Example: Device Configuration
This is a simple example, where the settings handler only implements h_set
and h_export
. h_set
is called when the value is restored from storage
(or when set initially), and h_export
is used to write the value to
storage thanks to storage_func()
. The user can also implement some other
export functionality, for example, writing to the shell console).
#define DEFAULT_FOO_VAL_VALUE 1
static int8 foo_val = DEFAULT_FOO_VAL_VALUE;
static int foo_settings_set(const char *name, size_t len,
settings_read_cb read_cb, void *cb_arg)
{
const char *next;
int rc;
if (settings_name_steq(name, "bar", &next) && !next) {
if (len != sizeof(foo_val)) {
return -EINVAL;
}
rc = read_cb(cb_arg, &foo_val, sizeof(foo_val));
if (rc >= 0) {
/* key-value pair was properly read.
* rc contains value length.
*/
return 0;
}
/* read-out error */
return rc;
}
return -ENOENT;
}
static int foo_settings_export(int (*storage_func)(const char *name,
const void *value,
size_t val_len))
{
return storage_func("foo/bar", &foo_val, sizeof(foo_val));
}
struct settings_handler my_conf = {
.name = "foo",
.h_set = foo_settings_set,
.h_export = foo_settings_export
};
Example: Persist Runtime State
This is a simple example showing how to persist runtime state.
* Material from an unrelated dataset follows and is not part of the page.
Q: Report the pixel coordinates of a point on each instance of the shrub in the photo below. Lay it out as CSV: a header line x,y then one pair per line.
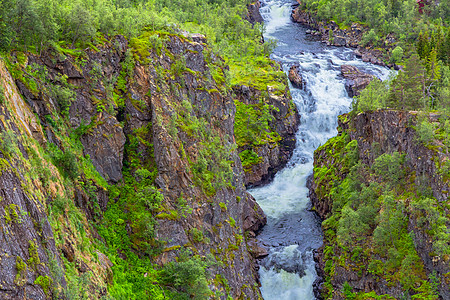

In this example,
only h_set
is defined, which is used when restoring value from
persisted storage.
In this example, the main
function increments foo_val
, and then
persists the latest number. When the system restarts, the application calls
settings_load()
while initializing, and foo_val
will continue counting
up from where it was before restart.
#include <zephyr/kernel.h>
#include <zephyr/sys/reboot.h>
#include <zephyr/settings/settings.h>
#include <zephyr/sys/printk.h>
#include <inttypes.h>
#define DEFAULT_FOO_VAL_VALUE 0
static uint8_t foo_val = DEFAULT_FOO_VAL_VALUE;
static int foo_settings_set(const char *name, size_t len,
settings_read_cb read_cb, void *cb_arg)
{
const char *next;
int rc;
if (settings_name_steq(name, "bar", &next) && !next) {
if (len != sizeof(foo_val)) {
return -EINVAL;
}
rc = read_cb(cb_arg, &foo_val, sizeof(foo_val));
if (rc >= 0) {
return 0;
}
return rc;
}
return -ENOENT;
}
struct settings_handler my_conf = {
.name = "foo",
.h_set = foo_settings_set
};
int main(void)
{
settings_subsys_init();
settings_register(&my_conf);
settings_load();
foo_val++;
settings_save_one("foo/bar", &foo_val, sizeof(foo_val));
printk("foo: %d\n", foo_val);
k_msleep(1000);
sys_reboot(SYS_REBOOT_COLD);
}
Example: Custom Backend Implementation
This is a simple example showing how to register a simple custom backend
handler (CONFIG_SETTINGS_CUSTOM
).
static int settings_custom_load(struct settings_store *cs,
const struct settings_load_arg *arg)
{
//...
}
static int settings_custom_save(struct settings_store *cs, const char *name,
const char *value, size_t val_len)
{
//...
}
/* custom backend interface */
static struct settings_store_itf settings_custom_itf = {
.csi_load = settings_custom_load,
.csi_save = settings_custom_save,
};
/* custom backend node */
static struct settings_store settings_custom_store = {
.cs_itf = &settings_custom_itf
};
int settings_backend_init(void)
{
/* register custom backend */
settings_dst_register(&settings_custom_store);
settings_src_register(&settings_custom_store);
return 0;
}
API Reference
The Settings subsystem APIs are provided by include/zephyr/settings/settings.h.